12 bits, 1Mhz low pass filter
This is the same zoom level but with no resolution enhancement but a 1MHz low pass filter instead. The results are very similar.
There are no hard and fast rules to say which will work best – it depends on the signal and the noise you are trying to get rid of. It’s very good to have such a range of options and to be able to alter your choice after the event.
You can set pretty much any low pass filter frequency.
Since the Picoscope has pretty much infinite screen space it can offer options that would make no sense on small screens.
Here I’ve used the AutoArrange function to split the two waveforms into their own areas on the screen. Colour matching axes legends are used to show the amplitude of the waveforms.
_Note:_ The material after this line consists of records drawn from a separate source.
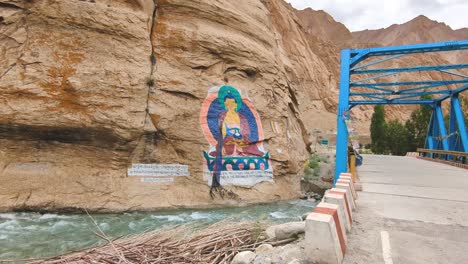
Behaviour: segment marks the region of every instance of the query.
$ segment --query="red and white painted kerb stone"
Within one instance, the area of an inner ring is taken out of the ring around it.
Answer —
[[[345,194],[344,193],[332,193],[331,191],[327,191],[325,195],[323,196],[324,201],[326,203],[331,203],[331,204],[336,204],[340,208],[343,208],[344,211],[344,218],[346,219],[345,221],[345,227],[346,231],[351,231],[351,224],[352,224],[352,218],[350,215],[350,209],[348,207],[348,204],[345,200]]]
[[[337,194],[337,195],[342,195],[343,196],[343,198],[345,200],[346,212],[349,215],[349,219],[351,220],[351,224],[353,224],[353,209],[351,207],[351,201],[350,201],[350,199],[352,199],[352,198],[348,197],[348,195],[346,195],[346,191],[341,190],[341,189],[337,189],[337,188],[331,188],[330,190],[327,191],[327,193]]]
[[[355,201],[353,199],[353,195],[351,194],[351,189],[349,188],[349,185],[344,184],[344,183],[337,183],[337,184],[335,184],[335,188],[331,188],[330,191],[337,191],[337,192],[345,193],[346,194],[346,200],[348,202],[348,207],[351,210],[355,211],[356,204],[355,204]]]
[[[353,198],[354,198],[354,199],[357,199],[357,193],[356,193],[356,190],[354,189],[354,183],[353,183],[353,181],[352,181],[352,180],[348,180],[348,179],[344,179],[344,177],[343,177],[343,178],[341,178],[341,177],[343,177],[343,176],[340,176],[340,178],[338,178],[338,180],[336,181],[336,183],[348,184],[349,187],[351,188],[351,192],[352,192],[352,194],[353,194]]]
[[[305,224],[305,252],[307,259],[315,263],[341,264],[346,245],[340,239],[337,211],[322,208],[320,213],[310,213]]]
[[[317,207],[315,207],[314,213],[333,215],[335,224],[337,226],[336,228],[337,228],[338,236],[340,235],[339,233],[341,232],[342,234],[341,236],[343,237],[342,241],[344,242],[344,245],[346,245],[348,241],[348,236],[346,235],[346,227],[345,227],[346,217],[344,215],[343,209],[344,208],[341,208],[336,204],[321,202],[317,205]]]

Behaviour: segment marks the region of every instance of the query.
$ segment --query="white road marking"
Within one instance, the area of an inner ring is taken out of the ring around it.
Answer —
[[[387,231],[380,231],[380,237],[382,238],[382,255],[384,262],[385,264],[393,264],[390,236]]]

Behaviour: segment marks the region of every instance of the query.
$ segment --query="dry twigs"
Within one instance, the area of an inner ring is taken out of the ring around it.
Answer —
[[[220,222],[189,234],[190,226],[151,231],[116,240],[99,236],[108,243],[30,263],[229,263],[237,252],[253,250],[265,241],[264,228],[252,222]]]

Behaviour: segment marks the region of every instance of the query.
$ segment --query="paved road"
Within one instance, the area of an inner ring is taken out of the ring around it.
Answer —
[[[364,155],[344,264],[468,263],[468,170]]]

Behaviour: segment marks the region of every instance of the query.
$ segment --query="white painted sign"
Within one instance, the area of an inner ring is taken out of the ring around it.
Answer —
[[[203,178],[211,185],[213,172],[205,170]],[[273,182],[273,170],[222,171],[221,185],[254,186],[259,182]]]
[[[54,173],[53,166],[47,162],[15,162],[10,163],[2,174],[40,176]]]
[[[128,176],[189,176],[188,165],[180,164],[132,164]]]
[[[141,182],[145,183],[172,183],[174,178],[141,178]]]

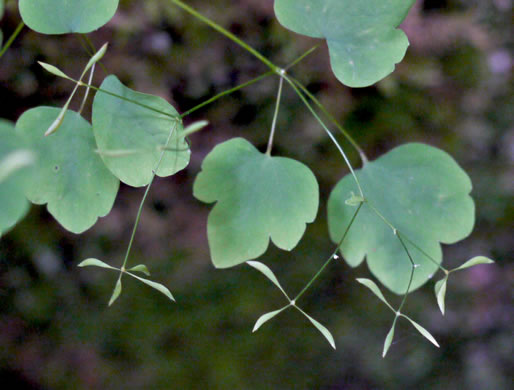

The same thing can be accomplished in a different way:
In this capture I’ve created two views (you can have 9, maybe more, I haven’t worked that out yet.) And then I’ve zoomed different time regions on the two views.
Spectrum view added
The 6424E can put a spectrum into a view but it seems to have only rather limited controls. The scope can do much nicer spectra in Frequency Domain mode. It may be possible to get full control over the spectrum in a multiple view, but if so, I haven’t worked out how yet.
Maths channel representing A * C
The scope can display computed channels. There is the usual inversion, addition and subtraction, along with much more complex stuff including filters and trig functions.
Cursors and measurements
You can easily apply cursors (Pico call them rulers) to channels to measure interesting times and amplitudes. A fairly good range of channel parameters can be measured and displayed numerically.
Zoomed in on square wave, 16 bit resolution.
This shows the noise at the top of the square wave signal.
Noise with input terminated by 50 ohms.
And this shows that the noise comes from the scope rather than the signal generator. Although filtering helps to improve the signal to noise ratio it doesn’t really get the scope to anywhere near 16 bit performance. (This is not a criticism of the 6424E, no scope can offer 16 bit performance at 150MS/s.)
I may attempt some more comprehensive noise measurements later on.
This has been a very quick initial look at the 6424E, just to get an idea of its basic scope type capabilities.
There will be further blogs covering digital inputs, protocol decoding, the Probe Positioning system, signal analysis and a few other things.